Starting in 1940 the American economy boomed. Unemployment was as low as it was in the 1920s and salaries sky-rocketed. Many consumer items were rationed, but a growing number of Americans now had enough money to beat the rationing system by buying on the Black Market. My grandfather and Ginny’s grandfathers were employed throughout the war. Few consumer products, especially durable goods and houses, were available. Production shifted from new cars and refrigerators to tanks, jeeps, and airplanes. The economic result was consumer savings had never been so high. War time savings became the fuel that resulted in the rapid American economic growth after the war.

The modern ball point pen was invented in the late 1930s, but was not a success until 1944 when the British Royal Air Force discovered that unlike most fountain pens a ball point pen functioned at high altitudes. By the following year ball point pens entered the American consumer market, but they were expensive costing $10. Calculating for inflation that comes out to $134 in current dollars. I do not believe they were sold in packages of ten.

For the popular U.S. culture, the 1940s was the decade of the superhero. Superman got the trend going in 1938, making his first appearance in “Action Comics.” By the 1940s, the man of steel was at the top of his game, single-handedly fighting Hitler and Hirohito in one memorable cover from 1942. Batman appeared in late 1939, but he, too, was really a child of the 1940s. When Green Lantern arrived in July 1940, the archetype of the superhero was firmly entrenched in the nation’s mythology.
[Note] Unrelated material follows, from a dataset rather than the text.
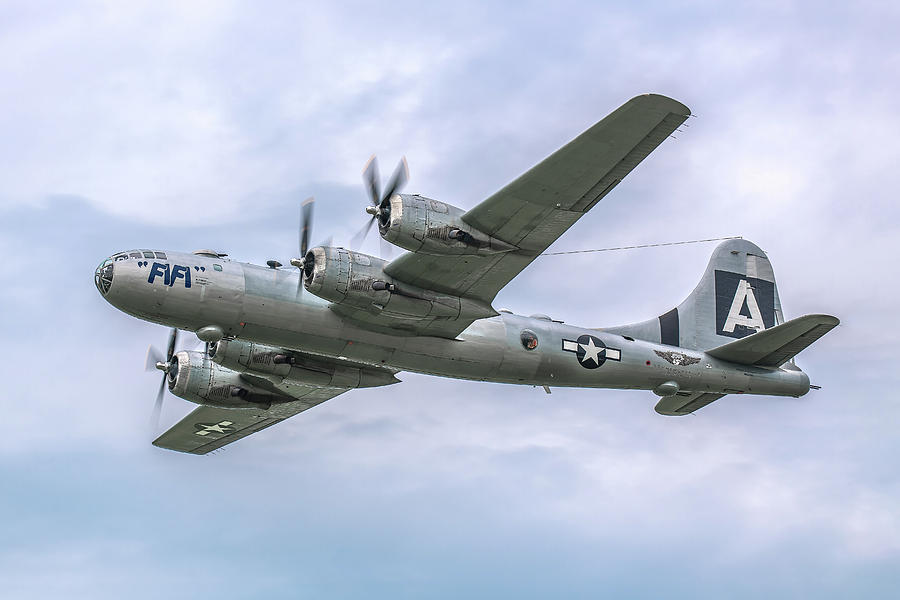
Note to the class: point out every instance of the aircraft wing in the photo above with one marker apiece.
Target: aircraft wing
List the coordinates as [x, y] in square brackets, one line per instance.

In the 1940s, renowned Broadway composer Richard Rodgers teamed up with a new lyricist named Oscar Hammerstein to create “Oklahoma!” “Carousel,” and “South Pacific.” Irving Berlin contributed “Annie Get Your Gun,” with Ethel Merman in the title role. Tennessee Williams’ dramas of the decade included “The Glass Menagerie” in 1945 and “A Streetcar Named Desire” in 1947, for which Williams won a Pulitzer. Directed by Elia Kazan, “Streetcar” is best remembered for the performance of a 24-year-old actor named Marlon Brando in the role of Stanley Kowalski.
All over America young men left for war. Railroad trains were packed with soldiers traveling from one post to another and then to a port-of-call. There were so many traveling across the country that special canteens sprung up at rail terminals or rural stations like North Platte, Nebraska where trains stopped for coal and water. Staffed by local women and supported with local donations, they served up homemade cookies, sandwiches, hot coffee and shared conversations with young men who were often on their own for the first time and all who did not where they were going or what to expect when they arrived.
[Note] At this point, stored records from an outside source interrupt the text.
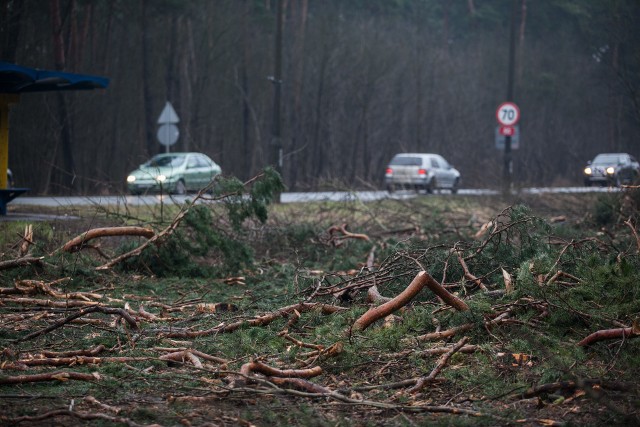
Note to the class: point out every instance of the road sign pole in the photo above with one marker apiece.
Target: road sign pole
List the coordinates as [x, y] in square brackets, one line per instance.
[508, 164]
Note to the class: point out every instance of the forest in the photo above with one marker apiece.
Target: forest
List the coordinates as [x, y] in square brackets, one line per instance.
[326, 90]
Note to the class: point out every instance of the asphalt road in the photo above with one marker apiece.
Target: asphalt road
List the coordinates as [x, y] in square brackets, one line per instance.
[284, 198]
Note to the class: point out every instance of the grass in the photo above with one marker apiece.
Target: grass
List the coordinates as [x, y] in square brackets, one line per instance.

One such young man was Henry M. Hills. He was born in Lamoni, Iowa, on 14 March 1913. His father was a physician and Henry wanted to be a doctor too. In 1938 he graduated from the University of Iowa Medical School with a specialty in trauma surgery. In August 1942 he had completed a trauma and orthopedic surgery residency at Massachusetts General Hospital, Boston. He was 29 years old.

At the beginning of the summer of 1942 the United States Navy defeated a Japanese Fleet in the Pacific Ocean at the Battle of Midway. The United States Eighth Air Force began bombing missions over Germany. The German Army captured Sebastopol. The United States Marines landed on the Solomon Islands. The Army decided it was time to call Dr. Hills. The newly minted Captain Henry Hills, MD, MC, did not know he would play an important role in the Ardennes Counteroffensive.